__ Summary and Contributions__: Post author response
---------------------------
It seems there is a difference of a opinion on this paper, and I still prefer to push for acceptance. On the question of whether they should compare to variational bounds, I feel this is slightly orthogonal to this problem and, whilst it’s not in the main paper, is discussed in Appendix 3. Variational bounds wouldn’t be straight up baselines for the method proposed here, instead you could use the variational bound pair ACE/VNMC in place of the non-variational bound pair PCE/NMC within the method of this paper. I’m not convinced that the method presented is limited to 1D designs, but rather to finite design spaces. I agree with R3 that the bounds should be introduced with citation, so it’s clear where they are coming from. I personally disagree with R4 about the level of technical novelty, and think it’s sufficient. I agree with other reviewers’ comments about readability and clarity, and think this is the biggest weakness.
--------------------------------------------------------------------------------------
Performing Bayesian optimal experimental design (BOED) with a MI objective is highly desirable, but computationally challenging. In a discrete design space setting, resources can be allocated between designs progressively to refine the most promising designs and this paper proposes a new cost-aware framework to do this resource allocation. Using existing upper and lower bounds on MI, the authors formulate regret bounds on the design choice. The authors then estimate the marginal utility (MU) of using additional resources on any particular design and use this to guide resource allocation. They compare this new method with 1) methods taking the upper or lower bounds as a proxy objective, 2) other resource allocation methods using ideas from MABs. In experiments, this is method is shown to perform about as well as taking the lower bound as a proxy (bed-lb) and better than other methods.

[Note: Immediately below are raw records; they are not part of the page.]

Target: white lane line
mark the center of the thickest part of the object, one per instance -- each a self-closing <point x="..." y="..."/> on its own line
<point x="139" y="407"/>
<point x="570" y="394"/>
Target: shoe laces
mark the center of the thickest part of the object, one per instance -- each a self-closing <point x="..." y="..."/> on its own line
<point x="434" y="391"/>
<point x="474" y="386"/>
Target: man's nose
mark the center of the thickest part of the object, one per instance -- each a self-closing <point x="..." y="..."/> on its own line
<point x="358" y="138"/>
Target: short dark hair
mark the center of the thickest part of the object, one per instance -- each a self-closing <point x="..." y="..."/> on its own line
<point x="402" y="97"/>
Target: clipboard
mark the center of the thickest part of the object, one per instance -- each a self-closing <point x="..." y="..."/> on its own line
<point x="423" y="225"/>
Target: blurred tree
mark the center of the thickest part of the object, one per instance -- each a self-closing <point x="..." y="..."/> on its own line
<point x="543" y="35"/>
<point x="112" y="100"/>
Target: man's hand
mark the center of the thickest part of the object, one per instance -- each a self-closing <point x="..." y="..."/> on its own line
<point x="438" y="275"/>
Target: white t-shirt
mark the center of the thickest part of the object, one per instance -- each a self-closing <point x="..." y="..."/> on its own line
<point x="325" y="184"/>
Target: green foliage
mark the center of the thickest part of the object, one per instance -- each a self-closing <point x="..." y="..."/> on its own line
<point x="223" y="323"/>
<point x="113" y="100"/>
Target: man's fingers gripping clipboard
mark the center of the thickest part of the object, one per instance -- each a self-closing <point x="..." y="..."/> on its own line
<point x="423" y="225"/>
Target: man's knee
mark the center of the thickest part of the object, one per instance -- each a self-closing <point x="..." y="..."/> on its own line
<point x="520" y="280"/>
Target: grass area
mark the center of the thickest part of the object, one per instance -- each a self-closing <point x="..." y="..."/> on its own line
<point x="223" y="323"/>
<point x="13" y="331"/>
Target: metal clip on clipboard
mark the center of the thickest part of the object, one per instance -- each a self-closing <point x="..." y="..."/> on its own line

__ Strengths__: - This paper tackles an important problem. When using BOED in a large but discrete design space, correctly allocating resources is very relevant particularly in a setting with “scarce” information (as in the example of this paper)
- By considering regret bounds, the authors provide a more well-founded criterion than picking a lower or upper bound as a proxy objective
- The authors show that these existing lower and upper bounds can be used to define a resource allocation method. Using two bounds, as opposed to the unbiased estimates expected in conventional MABs is a novelty that is well-suited to this problem
- This work suggests new directions for using upper and lower bounds in the resource allocation problem in BOED and beyond
- The level of experimentation is appropriate and indicates that the new method (MU) does as well as or better than the baselines. I believe the authors have done a good job of including reasonable baselines that allow us to fairly evaluate their proposed method.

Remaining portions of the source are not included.